Der kleine Waffenschein berechtigt nur zum Führen von Gas- und Schreckschusswaffen, die ansonsten ab 18 frei erwerbbar sind und leider bei einigen Bürgern ein falsches Gefühl der Sicherheit erzeugen. Die im Rahmen der Amnestie abgegebenen Waffen haben vorher nicht zu der im NWR (Nationales Waffenregister) gelisteten Menge gehört, sondern waren in unregistriertem Besitz, daher die Amnestie, die gut geeignet war, Opas alte Weltkriegspistole straffrei abzugeben, aber auch genutzt wurde, um alte Luftgewehre und ähnliches kostenfrei zu entsorgen, wie man auf medienwirksam in Szene gesetzten Bildern der Vernichtung leicht erkennen kann.

Dass die Menge der gelisteten scharfen Schusswaffen mit dem Sicherheitsgefühl in Verbindung zu bringen ist, ist reine Stimmungsmache, da kein legaler Besitzer einer Schusswaffe zum sportlichen Schießen sie für seine Sicherheit missbrauchen würde.

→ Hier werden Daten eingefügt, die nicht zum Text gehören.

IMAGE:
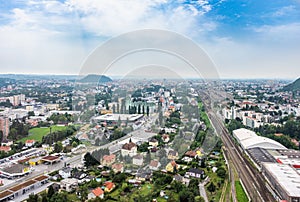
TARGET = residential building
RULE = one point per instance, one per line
(4, 126)
(154, 165)
(108, 160)
(65, 172)
(172, 167)
(118, 168)
(69, 184)
(109, 186)
(172, 155)
(98, 192)
(14, 171)
(153, 142)
(195, 172)
(29, 143)
(138, 160)
(129, 149)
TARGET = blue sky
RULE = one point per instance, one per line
(245, 38)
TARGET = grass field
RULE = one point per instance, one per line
(240, 193)
(38, 133)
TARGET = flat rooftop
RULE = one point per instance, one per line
(286, 176)
(40, 178)
(50, 158)
(115, 117)
(15, 168)
(5, 194)
(23, 185)
(260, 155)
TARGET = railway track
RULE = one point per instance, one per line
(251, 178)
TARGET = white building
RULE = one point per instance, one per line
(248, 139)
(284, 180)
(138, 160)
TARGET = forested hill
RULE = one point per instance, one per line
(295, 86)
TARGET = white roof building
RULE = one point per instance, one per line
(284, 179)
(248, 139)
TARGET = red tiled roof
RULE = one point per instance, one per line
(173, 163)
(109, 185)
(117, 166)
(128, 146)
(109, 157)
(153, 163)
(98, 191)
(191, 153)
(30, 141)
(5, 148)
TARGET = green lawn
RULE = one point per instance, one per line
(240, 193)
(38, 133)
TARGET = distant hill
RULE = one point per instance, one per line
(19, 77)
(295, 86)
(6, 81)
(93, 78)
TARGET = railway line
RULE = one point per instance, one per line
(251, 178)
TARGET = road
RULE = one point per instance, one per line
(76, 160)
(251, 178)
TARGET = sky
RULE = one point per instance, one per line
(243, 38)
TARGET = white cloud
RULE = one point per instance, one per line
(284, 11)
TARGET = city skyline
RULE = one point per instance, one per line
(244, 39)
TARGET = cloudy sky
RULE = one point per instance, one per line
(244, 38)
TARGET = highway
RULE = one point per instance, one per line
(250, 177)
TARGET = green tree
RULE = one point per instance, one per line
(32, 198)
(221, 172)
(58, 147)
(13, 133)
(1, 136)
(50, 192)
(89, 160)
(199, 199)
(211, 187)
(59, 197)
(83, 192)
(31, 113)
(147, 110)
(74, 144)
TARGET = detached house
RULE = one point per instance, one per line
(98, 192)
(195, 172)
(172, 155)
(172, 167)
(29, 143)
(154, 165)
(65, 172)
(129, 149)
(138, 160)
(108, 160)
(118, 168)
(153, 142)
(109, 186)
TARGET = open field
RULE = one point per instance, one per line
(38, 133)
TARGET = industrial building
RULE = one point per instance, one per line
(284, 181)
(248, 139)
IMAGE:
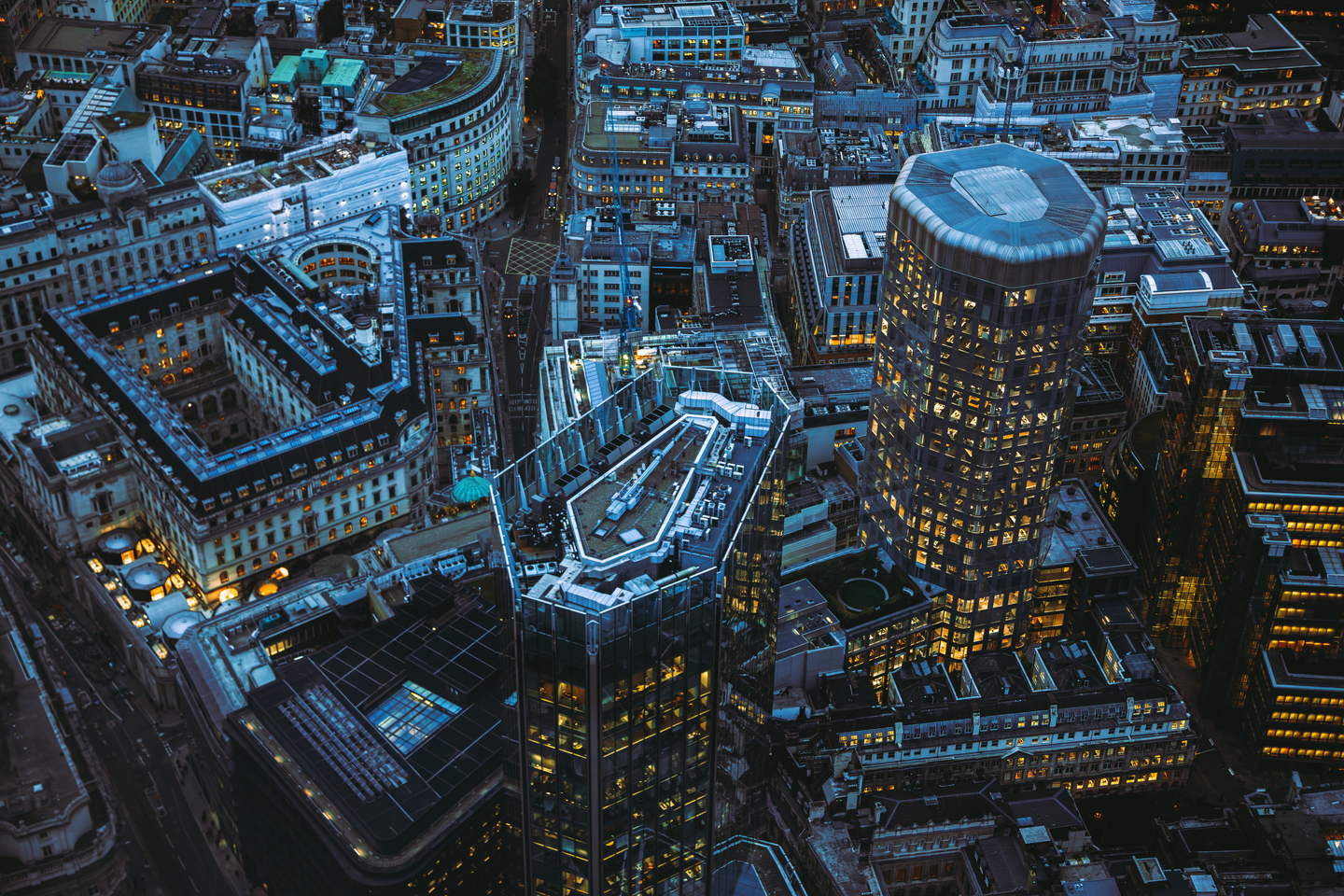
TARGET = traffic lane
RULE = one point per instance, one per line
(131, 757)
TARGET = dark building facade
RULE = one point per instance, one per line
(647, 661)
(1234, 523)
(986, 294)
(1057, 715)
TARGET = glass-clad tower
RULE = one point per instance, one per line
(984, 300)
(643, 553)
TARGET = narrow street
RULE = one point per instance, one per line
(161, 834)
(530, 253)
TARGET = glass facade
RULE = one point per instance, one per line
(619, 759)
(641, 718)
(974, 382)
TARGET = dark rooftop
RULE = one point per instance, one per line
(386, 721)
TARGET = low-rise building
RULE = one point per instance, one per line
(1081, 563)
(78, 477)
(834, 274)
(252, 204)
(60, 821)
(91, 46)
(1154, 150)
(1281, 155)
(825, 158)
(418, 692)
(335, 441)
(1046, 718)
(1227, 78)
(1161, 260)
(1087, 62)
(204, 86)
(458, 119)
(1292, 250)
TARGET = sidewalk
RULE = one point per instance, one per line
(206, 822)
(1231, 745)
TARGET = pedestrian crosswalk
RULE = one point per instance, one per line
(528, 257)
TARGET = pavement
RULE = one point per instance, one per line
(1230, 770)
(136, 746)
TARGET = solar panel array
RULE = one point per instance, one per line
(359, 759)
(332, 743)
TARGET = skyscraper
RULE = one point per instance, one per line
(984, 299)
(643, 555)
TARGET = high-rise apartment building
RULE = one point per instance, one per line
(643, 553)
(984, 299)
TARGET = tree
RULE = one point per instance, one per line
(539, 97)
(330, 21)
(521, 187)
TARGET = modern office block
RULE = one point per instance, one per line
(984, 299)
(1057, 715)
(1234, 523)
(647, 657)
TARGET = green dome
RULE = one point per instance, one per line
(473, 488)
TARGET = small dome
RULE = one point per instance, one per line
(427, 222)
(118, 183)
(472, 488)
(11, 103)
(119, 174)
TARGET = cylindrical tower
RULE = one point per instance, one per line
(984, 302)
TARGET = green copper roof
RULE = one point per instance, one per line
(344, 73)
(473, 488)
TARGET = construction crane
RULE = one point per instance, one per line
(1031, 30)
(629, 314)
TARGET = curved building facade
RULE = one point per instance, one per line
(460, 121)
(984, 302)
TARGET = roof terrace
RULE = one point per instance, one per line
(434, 81)
(244, 182)
(632, 504)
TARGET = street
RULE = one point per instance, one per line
(162, 843)
(531, 253)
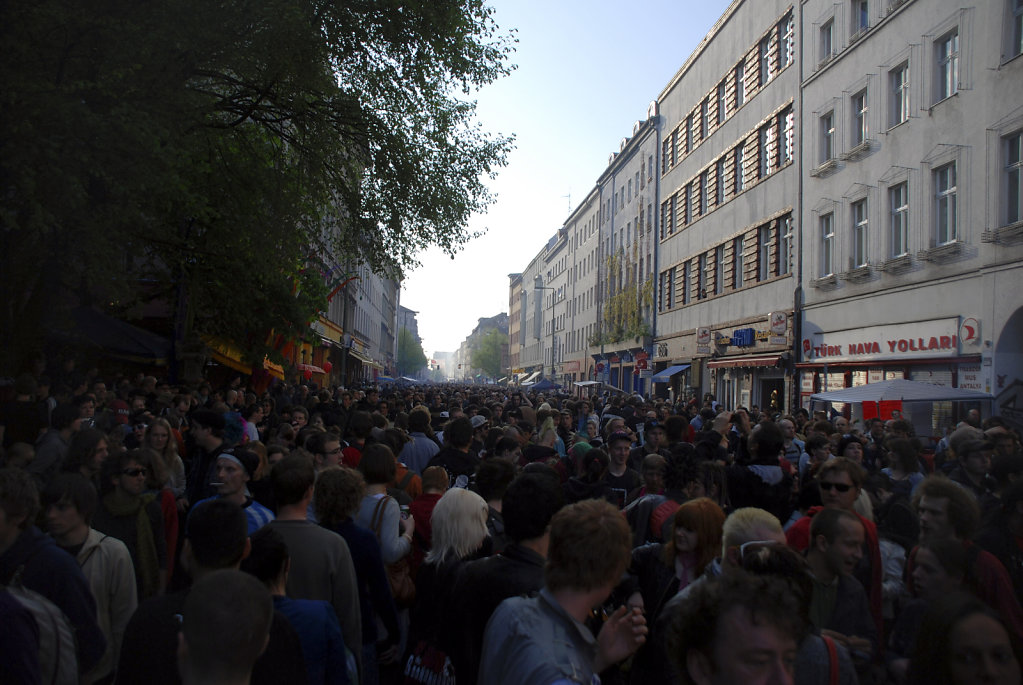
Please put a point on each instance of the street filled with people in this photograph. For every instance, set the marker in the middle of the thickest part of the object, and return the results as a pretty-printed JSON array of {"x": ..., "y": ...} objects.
[{"x": 440, "y": 534}]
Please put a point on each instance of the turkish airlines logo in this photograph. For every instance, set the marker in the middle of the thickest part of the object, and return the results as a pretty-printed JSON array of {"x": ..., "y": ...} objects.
[{"x": 970, "y": 331}]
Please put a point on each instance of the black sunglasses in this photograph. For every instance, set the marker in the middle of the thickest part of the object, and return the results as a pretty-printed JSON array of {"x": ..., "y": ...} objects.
[{"x": 841, "y": 487}]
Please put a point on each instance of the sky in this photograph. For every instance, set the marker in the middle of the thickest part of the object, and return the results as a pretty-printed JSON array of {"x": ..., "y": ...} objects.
[{"x": 586, "y": 73}]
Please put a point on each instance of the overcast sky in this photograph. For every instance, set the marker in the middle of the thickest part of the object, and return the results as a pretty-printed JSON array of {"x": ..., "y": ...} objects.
[{"x": 586, "y": 73}]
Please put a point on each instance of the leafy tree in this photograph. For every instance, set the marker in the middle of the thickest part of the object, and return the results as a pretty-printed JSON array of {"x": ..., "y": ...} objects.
[
  {"x": 223, "y": 156},
  {"x": 486, "y": 355},
  {"x": 410, "y": 356}
]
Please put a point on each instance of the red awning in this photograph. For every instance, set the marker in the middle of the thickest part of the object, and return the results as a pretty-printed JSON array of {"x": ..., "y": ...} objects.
[{"x": 745, "y": 362}]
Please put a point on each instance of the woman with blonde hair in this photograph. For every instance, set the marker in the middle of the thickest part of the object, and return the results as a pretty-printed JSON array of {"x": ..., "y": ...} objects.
[
  {"x": 160, "y": 438},
  {"x": 459, "y": 531}
]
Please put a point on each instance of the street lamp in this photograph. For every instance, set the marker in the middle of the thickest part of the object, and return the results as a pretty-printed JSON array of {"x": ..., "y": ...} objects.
[{"x": 538, "y": 285}]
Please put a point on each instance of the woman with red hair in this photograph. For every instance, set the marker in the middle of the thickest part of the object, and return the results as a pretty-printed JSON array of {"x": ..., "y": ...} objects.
[{"x": 659, "y": 572}]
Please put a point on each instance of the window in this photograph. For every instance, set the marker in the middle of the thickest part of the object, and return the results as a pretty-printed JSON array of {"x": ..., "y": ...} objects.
[
  {"x": 859, "y": 127},
  {"x": 737, "y": 263},
  {"x": 946, "y": 223},
  {"x": 722, "y": 107},
  {"x": 827, "y": 40},
  {"x": 828, "y": 137},
  {"x": 898, "y": 219},
  {"x": 788, "y": 148},
  {"x": 860, "y": 16},
  {"x": 719, "y": 182},
  {"x": 784, "y": 260},
  {"x": 767, "y": 145},
  {"x": 947, "y": 81},
  {"x": 1017, "y": 29},
  {"x": 859, "y": 233},
  {"x": 719, "y": 270},
  {"x": 898, "y": 84},
  {"x": 685, "y": 284},
  {"x": 1014, "y": 182},
  {"x": 787, "y": 49},
  {"x": 738, "y": 171},
  {"x": 827, "y": 244},
  {"x": 702, "y": 277},
  {"x": 703, "y": 194},
  {"x": 763, "y": 52},
  {"x": 740, "y": 75},
  {"x": 763, "y": 253}
]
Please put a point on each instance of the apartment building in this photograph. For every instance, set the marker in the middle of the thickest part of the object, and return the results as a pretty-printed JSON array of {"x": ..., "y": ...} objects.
[
  {"x": 728, "y": 200},
  {"x": 913, "y": 231}
]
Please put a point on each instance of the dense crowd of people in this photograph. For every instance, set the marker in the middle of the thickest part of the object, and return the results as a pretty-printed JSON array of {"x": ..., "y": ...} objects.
[{"x": 449, "y": 534}]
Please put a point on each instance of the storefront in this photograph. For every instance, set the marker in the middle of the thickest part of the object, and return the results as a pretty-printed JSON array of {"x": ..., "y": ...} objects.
[{"x": 938, "y": 351}]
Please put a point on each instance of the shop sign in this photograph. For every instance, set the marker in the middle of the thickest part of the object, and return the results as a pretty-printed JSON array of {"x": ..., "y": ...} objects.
[
  {"x": 971, "y": 377},
  {"x": 922, "y": 339},
  {"x": 779, "y": 323},
  {"x": 806, "y": 381},
  {"x": 744, "y": 337},
  {"x": 970, "y": 331}
]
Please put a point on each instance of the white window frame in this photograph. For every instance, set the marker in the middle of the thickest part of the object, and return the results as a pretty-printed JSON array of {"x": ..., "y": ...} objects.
[
  {"x": 1015, "y": 30},
  {"x": 827, "y": 133},
  {"x": 898, "y": 219},
  {"x": 1012, "y": 146},
  {"x": 763, "y": 250},
  {"x": 859, "y": 216},
  {"x": 947, "y": 53},
  {"x": 945, "y": 180},
  {"x": 785, "y": 236},
  {"x": 826, "y": 40},
  {"x": 827, "y": 233},
  {"x": 898, "y": 90},
  {"x": 738, "y": 247},
  {"x": 860, "y": 128},
  {"x": 860, "y": 17}
]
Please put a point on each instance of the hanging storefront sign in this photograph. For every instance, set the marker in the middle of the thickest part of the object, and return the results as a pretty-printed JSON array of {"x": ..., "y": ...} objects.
[{"x": 912, "y": 340}]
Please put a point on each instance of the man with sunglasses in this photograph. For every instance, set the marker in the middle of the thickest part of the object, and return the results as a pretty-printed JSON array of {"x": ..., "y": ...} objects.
[
  {"x": 123, "y": 500},
  {"x": 841, "y": 481}
]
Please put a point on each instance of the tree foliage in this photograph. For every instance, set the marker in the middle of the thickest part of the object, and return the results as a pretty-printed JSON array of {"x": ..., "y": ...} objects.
[
  {"x": 411, "y": 359},
  {"x": 204, "y": 151},
  {"x": 486, "y": 356}
]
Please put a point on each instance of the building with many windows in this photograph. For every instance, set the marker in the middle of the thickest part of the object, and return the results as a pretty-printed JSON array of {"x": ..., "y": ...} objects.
[
  {"x": 728, "y": 197},
  {"x": 826, "y": 194},
  {"x": 913, "y": 255}
]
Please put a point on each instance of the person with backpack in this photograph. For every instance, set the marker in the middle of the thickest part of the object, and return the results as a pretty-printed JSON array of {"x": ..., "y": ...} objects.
[{"x": 31, "y": 561}]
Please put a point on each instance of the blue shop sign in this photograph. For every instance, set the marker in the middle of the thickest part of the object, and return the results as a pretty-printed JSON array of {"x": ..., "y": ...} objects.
[{"x": 744, "y": 337}]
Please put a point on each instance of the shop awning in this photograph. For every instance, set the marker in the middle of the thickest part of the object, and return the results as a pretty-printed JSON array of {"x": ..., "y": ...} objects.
[
  {"x": 745, "y": 362},
  {"x": 665, "y": 375},
  {"x": 897, "y": 389},
  {"x": 360, "y": 357},
  {"x": 224, "y": 352},
  {"x": 118, "y": 338}
]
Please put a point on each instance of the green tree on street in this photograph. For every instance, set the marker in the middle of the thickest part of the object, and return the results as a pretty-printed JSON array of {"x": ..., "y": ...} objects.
[
  {"x": 223, "y": 157},
  {"x": 487, "y": 355},
  {"x": 410, "y": 356}
]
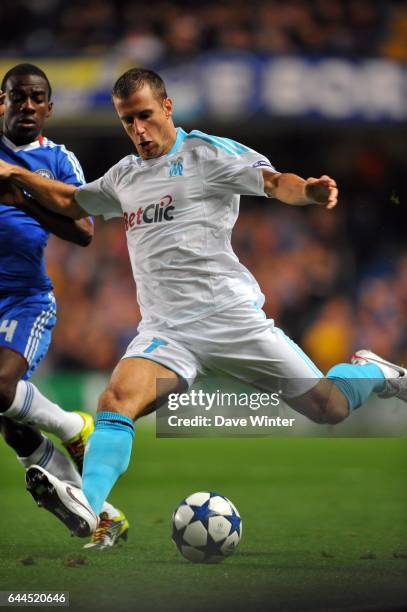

Gerade Niedersachsen ist ein von Schützenvereinen geprägtes Land, was dadurch auch die Menge der Waffenbesitzkarten in die Höhe treibt. Wer Schießsport in hoher Qualität betreiben möchte, benötigt nunmal ein eigenes Sportgerät, dessen Erwerb gesetzlich sehr genau geregelt ist. Wir Sportschützen gehören daher zu den am genauesten überprüften Menschen Deutschlands.